1. What we’ll do

Journalists frequently struggle with the mountains of messy data piled up by our periphrastic society. This vast and verbose corpus contains entries as diverse as the long-hand entries in police reports, the arcane legalese of legislative bills and the seemingly endless stream of social media posts.

Understanding and analyzing this data is critical to the job but can be time-consuming and inefficient. Computers can help by automating away the drudgery of sorting through blocks of text, extracting key details and flagging unusual patterns.

A common goal in this work is to classify text into categories. For example, you might want to sort a collection of emails as “spam” and “not spam” or identify corporate filings that suggest a company is about to go bankrupt.

Traditional techniques for classifying text — like keyword searches and regular expressions — can be brittle and error-prone. Traditional machine-learning models can be more flexible, though they require a high level of programming expertise and often yield unimpressive results.

Large-language models offer a better deal. We will demonstrate how you can use them to get superior results with less effort.

1.1. The LLM advantage

Animated logos of LLM chatbot providers including ChatGPT, Claude and Gemini

A large-language model is an artificial intelligence system capable of understanding and generating human language due to its extensive training on vast amounts of text. These systems are commonly referred to by the acronym LLM. The most prominent examples include OpenAI’s GPT, Google’s Gemini and Anthropic’s Claude. There are many others, including numerous open-source options.

While these LLMs are most famous for their ability to converse with humans as chatbots, they can also perform a wide range of language processing tasks, including text classification, summarization and translation.

Unlike traditional machine-learning models, LLMs do not require users to provide pre-prepared training data to perform a specific task. Instead, LLMs only ask for a broad description of their goals and a few examples of rules to follow. This approach is called prompting.

After parsing the user’s request, the LLMs will generate responses informed by the massive amount of information they contain. That deep knowledge base is far larger than anything a human could curate and provide for training.

LLMs also do not require the user to understand machine-learning concepts, like vectorization or Bayesian statistics, or to write complex code to train and evaluate the model. Instead, users can submit prompts in plain language, which the model will use to generate responses. This makes it easier for journalists to quickly experiment with different approaches.

1.2. Our example case

To show the power of this approach, we’ll focus on a specific data set: campaign expenditures.

Candidates for office must disclose the money they spend on everything from pizza to private jets. Tracking their spending can reveal patterns and lead to important stories.

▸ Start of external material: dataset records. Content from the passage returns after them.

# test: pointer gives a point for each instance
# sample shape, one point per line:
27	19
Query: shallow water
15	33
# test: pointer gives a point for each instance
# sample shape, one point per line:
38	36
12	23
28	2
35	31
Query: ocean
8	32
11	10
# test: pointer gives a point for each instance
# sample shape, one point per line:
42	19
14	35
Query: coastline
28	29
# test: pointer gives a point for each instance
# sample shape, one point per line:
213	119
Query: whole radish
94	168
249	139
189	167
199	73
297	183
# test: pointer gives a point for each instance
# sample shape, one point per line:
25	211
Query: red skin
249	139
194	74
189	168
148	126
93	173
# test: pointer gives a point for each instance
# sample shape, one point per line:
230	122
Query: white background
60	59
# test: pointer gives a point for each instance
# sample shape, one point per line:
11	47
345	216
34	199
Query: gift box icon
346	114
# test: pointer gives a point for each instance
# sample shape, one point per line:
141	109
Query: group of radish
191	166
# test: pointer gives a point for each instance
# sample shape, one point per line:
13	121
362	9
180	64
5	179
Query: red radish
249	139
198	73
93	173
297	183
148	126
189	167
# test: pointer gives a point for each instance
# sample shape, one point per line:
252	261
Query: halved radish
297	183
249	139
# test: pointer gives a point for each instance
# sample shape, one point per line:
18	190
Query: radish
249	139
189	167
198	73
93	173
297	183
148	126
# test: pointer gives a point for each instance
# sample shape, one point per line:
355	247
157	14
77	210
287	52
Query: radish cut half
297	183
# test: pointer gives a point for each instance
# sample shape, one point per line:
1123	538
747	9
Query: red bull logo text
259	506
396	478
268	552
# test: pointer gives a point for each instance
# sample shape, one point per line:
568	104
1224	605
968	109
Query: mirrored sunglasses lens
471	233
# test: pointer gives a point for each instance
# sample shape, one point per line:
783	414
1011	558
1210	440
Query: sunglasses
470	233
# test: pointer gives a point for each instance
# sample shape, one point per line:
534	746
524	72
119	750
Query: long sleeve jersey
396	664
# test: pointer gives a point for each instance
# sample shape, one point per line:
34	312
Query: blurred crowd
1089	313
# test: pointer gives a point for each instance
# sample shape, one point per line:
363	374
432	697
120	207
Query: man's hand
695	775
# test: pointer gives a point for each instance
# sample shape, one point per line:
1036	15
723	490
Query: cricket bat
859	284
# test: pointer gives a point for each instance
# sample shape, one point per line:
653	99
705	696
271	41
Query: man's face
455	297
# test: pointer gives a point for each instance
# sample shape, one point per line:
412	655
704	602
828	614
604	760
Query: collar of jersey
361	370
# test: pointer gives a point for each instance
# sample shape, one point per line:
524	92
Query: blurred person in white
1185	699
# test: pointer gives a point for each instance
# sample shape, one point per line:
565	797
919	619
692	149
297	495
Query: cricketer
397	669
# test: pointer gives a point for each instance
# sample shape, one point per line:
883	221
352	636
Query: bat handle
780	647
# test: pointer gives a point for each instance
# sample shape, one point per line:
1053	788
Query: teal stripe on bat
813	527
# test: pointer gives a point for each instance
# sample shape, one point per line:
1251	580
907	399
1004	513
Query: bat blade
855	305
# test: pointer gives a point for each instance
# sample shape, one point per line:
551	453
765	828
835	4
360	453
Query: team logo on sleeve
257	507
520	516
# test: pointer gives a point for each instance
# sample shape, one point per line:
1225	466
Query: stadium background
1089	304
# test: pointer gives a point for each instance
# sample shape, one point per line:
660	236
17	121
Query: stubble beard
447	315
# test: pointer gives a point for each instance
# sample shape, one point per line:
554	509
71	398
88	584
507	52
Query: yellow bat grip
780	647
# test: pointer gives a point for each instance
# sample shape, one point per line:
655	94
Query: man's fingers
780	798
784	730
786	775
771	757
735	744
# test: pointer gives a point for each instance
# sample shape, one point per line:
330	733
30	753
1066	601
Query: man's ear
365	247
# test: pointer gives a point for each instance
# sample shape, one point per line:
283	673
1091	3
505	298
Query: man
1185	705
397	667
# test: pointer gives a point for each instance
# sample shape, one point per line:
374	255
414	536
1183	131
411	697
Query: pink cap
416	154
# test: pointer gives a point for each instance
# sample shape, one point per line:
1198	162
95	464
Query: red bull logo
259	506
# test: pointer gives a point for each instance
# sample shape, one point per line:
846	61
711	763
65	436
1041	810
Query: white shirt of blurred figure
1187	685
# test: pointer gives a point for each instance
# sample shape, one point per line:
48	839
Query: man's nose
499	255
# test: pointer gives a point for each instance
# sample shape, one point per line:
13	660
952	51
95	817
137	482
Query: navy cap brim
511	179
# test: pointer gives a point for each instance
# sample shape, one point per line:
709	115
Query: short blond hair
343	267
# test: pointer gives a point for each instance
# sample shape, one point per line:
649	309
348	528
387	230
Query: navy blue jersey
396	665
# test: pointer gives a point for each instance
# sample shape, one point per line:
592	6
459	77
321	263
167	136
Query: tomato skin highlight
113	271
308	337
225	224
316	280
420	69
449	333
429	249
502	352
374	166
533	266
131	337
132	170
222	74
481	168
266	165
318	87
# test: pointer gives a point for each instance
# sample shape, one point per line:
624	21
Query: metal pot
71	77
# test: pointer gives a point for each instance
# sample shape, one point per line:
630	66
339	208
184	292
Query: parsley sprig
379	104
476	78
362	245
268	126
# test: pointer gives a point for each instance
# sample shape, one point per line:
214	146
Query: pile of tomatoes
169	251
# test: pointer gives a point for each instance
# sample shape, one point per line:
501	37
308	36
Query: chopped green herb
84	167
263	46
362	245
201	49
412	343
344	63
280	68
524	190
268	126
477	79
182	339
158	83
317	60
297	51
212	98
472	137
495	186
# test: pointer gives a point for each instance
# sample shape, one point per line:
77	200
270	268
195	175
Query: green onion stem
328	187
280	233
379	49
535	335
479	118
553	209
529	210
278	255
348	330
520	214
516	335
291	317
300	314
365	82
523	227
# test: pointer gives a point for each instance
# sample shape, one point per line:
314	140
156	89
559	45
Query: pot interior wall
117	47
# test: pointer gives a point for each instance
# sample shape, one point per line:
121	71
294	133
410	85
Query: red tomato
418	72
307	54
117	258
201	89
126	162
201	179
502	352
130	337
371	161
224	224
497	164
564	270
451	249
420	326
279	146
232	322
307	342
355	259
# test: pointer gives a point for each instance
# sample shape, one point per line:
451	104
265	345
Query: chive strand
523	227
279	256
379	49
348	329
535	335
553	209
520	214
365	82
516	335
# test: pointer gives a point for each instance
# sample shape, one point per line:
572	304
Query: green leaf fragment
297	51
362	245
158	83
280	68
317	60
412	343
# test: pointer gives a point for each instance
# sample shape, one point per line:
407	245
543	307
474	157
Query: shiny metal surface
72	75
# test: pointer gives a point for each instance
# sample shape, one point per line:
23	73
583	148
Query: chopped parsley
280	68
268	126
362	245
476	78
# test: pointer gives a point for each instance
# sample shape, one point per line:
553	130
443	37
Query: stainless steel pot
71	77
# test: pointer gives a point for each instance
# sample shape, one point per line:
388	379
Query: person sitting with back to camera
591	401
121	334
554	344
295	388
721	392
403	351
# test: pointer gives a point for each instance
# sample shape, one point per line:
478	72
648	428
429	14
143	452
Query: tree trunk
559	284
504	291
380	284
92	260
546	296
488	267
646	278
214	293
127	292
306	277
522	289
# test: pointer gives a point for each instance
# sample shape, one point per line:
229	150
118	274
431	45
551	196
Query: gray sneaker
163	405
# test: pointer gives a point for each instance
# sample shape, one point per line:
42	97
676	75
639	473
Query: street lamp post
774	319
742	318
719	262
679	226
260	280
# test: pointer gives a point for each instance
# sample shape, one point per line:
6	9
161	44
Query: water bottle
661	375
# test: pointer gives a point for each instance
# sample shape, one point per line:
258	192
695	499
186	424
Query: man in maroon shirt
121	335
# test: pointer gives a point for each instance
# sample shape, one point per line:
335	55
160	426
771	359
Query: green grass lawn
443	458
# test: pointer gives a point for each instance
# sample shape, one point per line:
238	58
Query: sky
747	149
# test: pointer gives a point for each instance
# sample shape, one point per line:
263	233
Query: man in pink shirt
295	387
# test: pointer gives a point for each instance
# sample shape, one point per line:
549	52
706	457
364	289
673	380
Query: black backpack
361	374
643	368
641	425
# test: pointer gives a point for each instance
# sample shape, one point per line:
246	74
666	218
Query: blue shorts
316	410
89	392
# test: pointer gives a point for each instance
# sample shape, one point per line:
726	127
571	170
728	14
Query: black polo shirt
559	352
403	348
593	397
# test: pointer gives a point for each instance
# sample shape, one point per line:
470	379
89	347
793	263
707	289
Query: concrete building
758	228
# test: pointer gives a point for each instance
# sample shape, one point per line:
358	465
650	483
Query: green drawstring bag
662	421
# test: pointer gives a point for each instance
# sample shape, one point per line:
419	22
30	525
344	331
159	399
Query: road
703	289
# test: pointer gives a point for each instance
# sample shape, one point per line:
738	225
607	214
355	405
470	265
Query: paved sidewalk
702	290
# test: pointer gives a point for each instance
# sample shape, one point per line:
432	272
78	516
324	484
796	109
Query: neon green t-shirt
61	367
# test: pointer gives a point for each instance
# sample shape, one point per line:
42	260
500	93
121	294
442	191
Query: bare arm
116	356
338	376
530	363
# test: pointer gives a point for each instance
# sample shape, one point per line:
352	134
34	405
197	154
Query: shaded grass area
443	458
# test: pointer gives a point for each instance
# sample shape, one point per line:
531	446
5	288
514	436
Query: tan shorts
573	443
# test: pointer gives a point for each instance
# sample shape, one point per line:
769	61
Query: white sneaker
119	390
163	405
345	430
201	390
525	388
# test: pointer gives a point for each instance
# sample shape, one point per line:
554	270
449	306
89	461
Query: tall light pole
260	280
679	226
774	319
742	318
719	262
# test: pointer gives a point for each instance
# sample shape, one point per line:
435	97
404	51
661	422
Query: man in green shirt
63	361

It’s no easy task. Each election cycle, thousands of candidates log their transactions into the public databases where spending is disclosed. The flood of filings results in too much data for anyone to examine on their own. To make matters worse, campaigns often use vague or misleading descriptions of their spending, making their activities difficult to understand.

New York Times article headlined "Santos, a Suburban House and $11,000 in Campaign Payments for Rent"

For instance, it wasn’t until after his 2022 election to Congress that journalists discovered that Rep. George Santos of New York had spent thousands of campaign dollars on questionable and potentially illegal expenses. While much of his shady spending was publicly disclosed, it was largely overlooked in the run-up to election day.

Inspired by this scoop, we will create a classifier that can scan the expenditures logged in campaign finance reports and identify those that may be newsworthy.

California Civic Data Coalition homepage with a geometric bear logo and a button to download campaign finance data

We will draw data from The Golden State, where the California Civic Data Coalition developed a clean, structured version of the statehouse’s disclosure data, which tracks the spending of candidates for state legislature, governor and other statewide offices. The records are now stored by Big Local News, an open-source journalism project hosted by Stanford University.